We even went horse back riding on the beach - another risk but Dr A knew the benefits there. The funniest was while we were there I was getting ready for dinner, went to put my wig on and forgot my wig cap. My only alternative was my daughters panties. We were all cracking up as I pranced around the room without the wig. All thru dinner my niece would have me do the bobble head to be sure the wig didn't slip. Laughter heals!

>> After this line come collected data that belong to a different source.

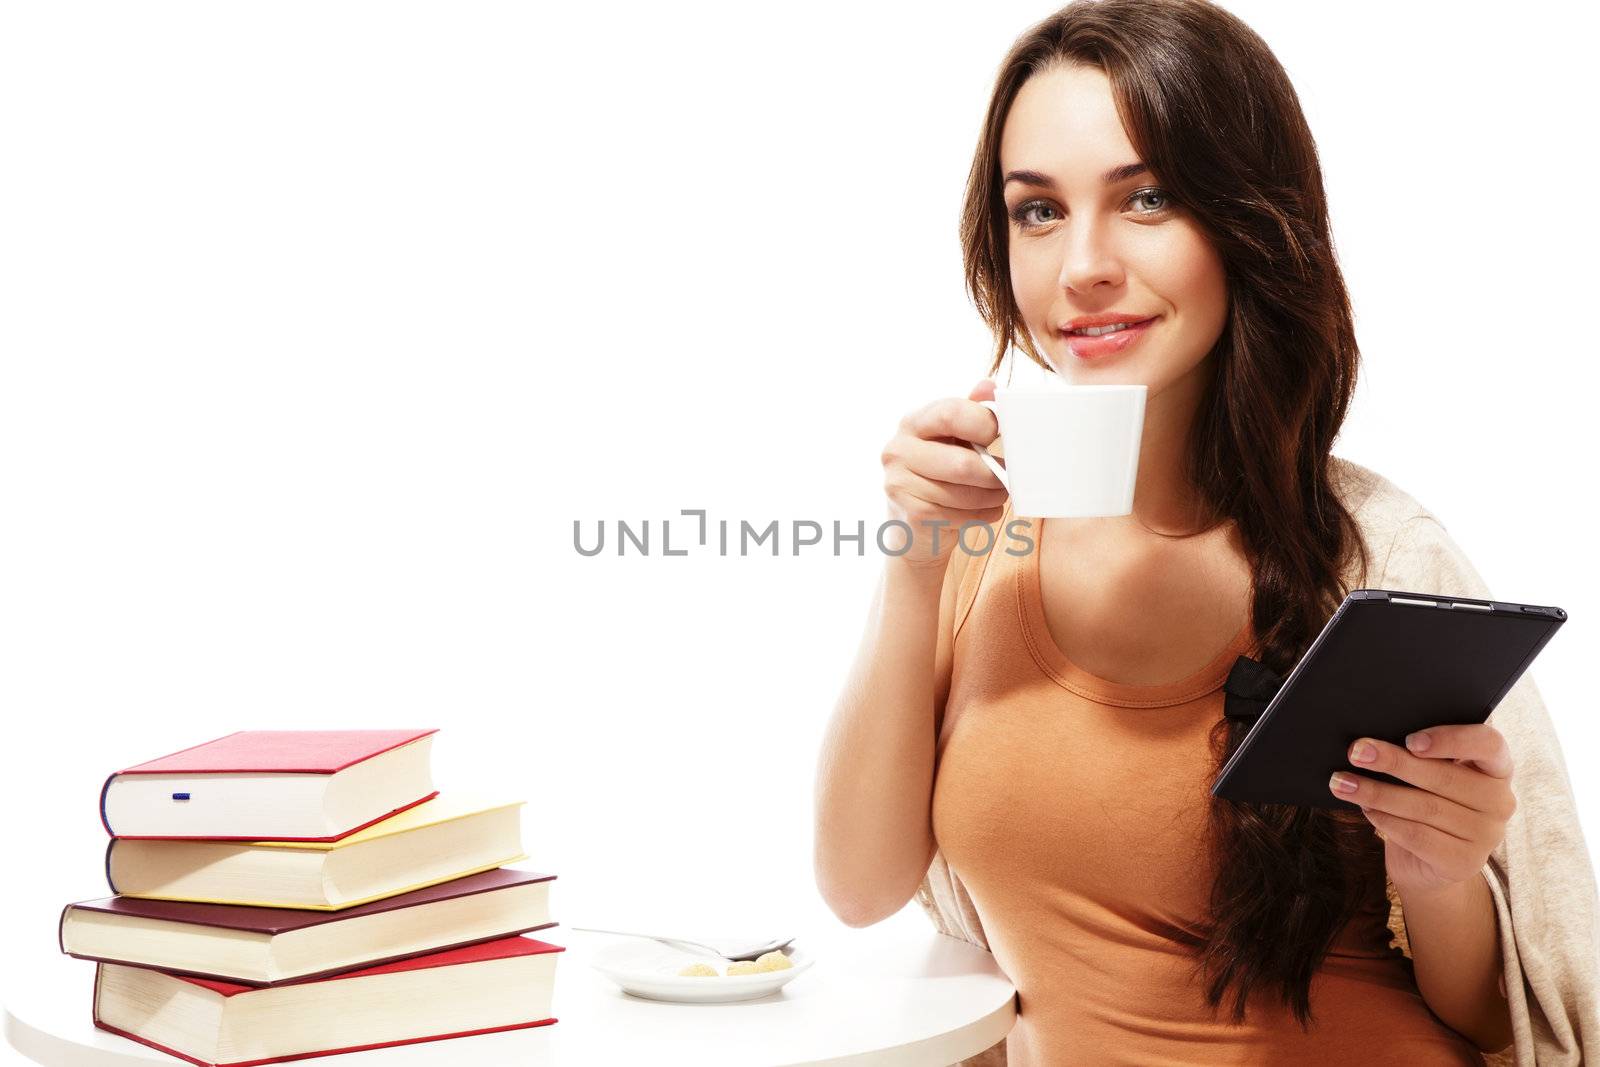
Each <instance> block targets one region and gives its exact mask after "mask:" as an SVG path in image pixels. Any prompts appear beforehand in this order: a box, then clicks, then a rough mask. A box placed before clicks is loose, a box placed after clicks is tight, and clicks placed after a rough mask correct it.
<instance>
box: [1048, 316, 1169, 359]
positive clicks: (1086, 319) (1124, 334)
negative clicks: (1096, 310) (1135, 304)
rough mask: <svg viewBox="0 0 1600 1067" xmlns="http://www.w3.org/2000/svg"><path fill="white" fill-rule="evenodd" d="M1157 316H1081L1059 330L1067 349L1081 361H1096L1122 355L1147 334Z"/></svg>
mask: <svg viewBox="0 0 1600 1067" xmlns="http://www.w3.org/2000/svg"><path fill="white" fill-rule="evenodd" d="M1157 318H1160V317H1158V315H1152V317H1139V315H1128V314H1120V312H1106V314H1101V315H1082V317H1078V318H1074V320H1072V322H1069V323H1066V325H1064V326H1061V334H1062V336H1064V338H1067V349H1069V350H1070V352H1072V355H1075V357H1078V358H1083V360H1098V358H1104V357H1107V355H1115V354H1117V352H1123V350H1125V349H1128V346H1131V344H1134V342H1138V341H1139V338H1142V336H1144V334H1146V333H1149V328H1150V325H1152V323H1154V322H1155V320H1157Z"/></svg>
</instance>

Instead of a major blow out party, we planned a big trip for last August. A true celebration for me, Mike, Michael, Mack and Annie. I started the planning around treatment #8. Kept my brain on a dream. Hawaii- paradise. 

If u can plan a special dinner date, or an overnight. ( How about a trip to nyc)😄 It helps!

Rest rest rest. 

Sent from my iPhone

1 comment:

  1. I was sitting here thinking about you, as I always do. Been thinking about you a lot and wonder on a daily basis, does she need another "thinking of you" text or card...probably not I tell myself. After reading your text exchange between you and Lee, I cried, then smiled. I want to give you "your something to look forward to". Tom and I will buy your plane ticket here, just tell me when you are able to come, now, July, August, you tell me. You've always been there for me, I'm here for you. I look forward to seeing my best friend.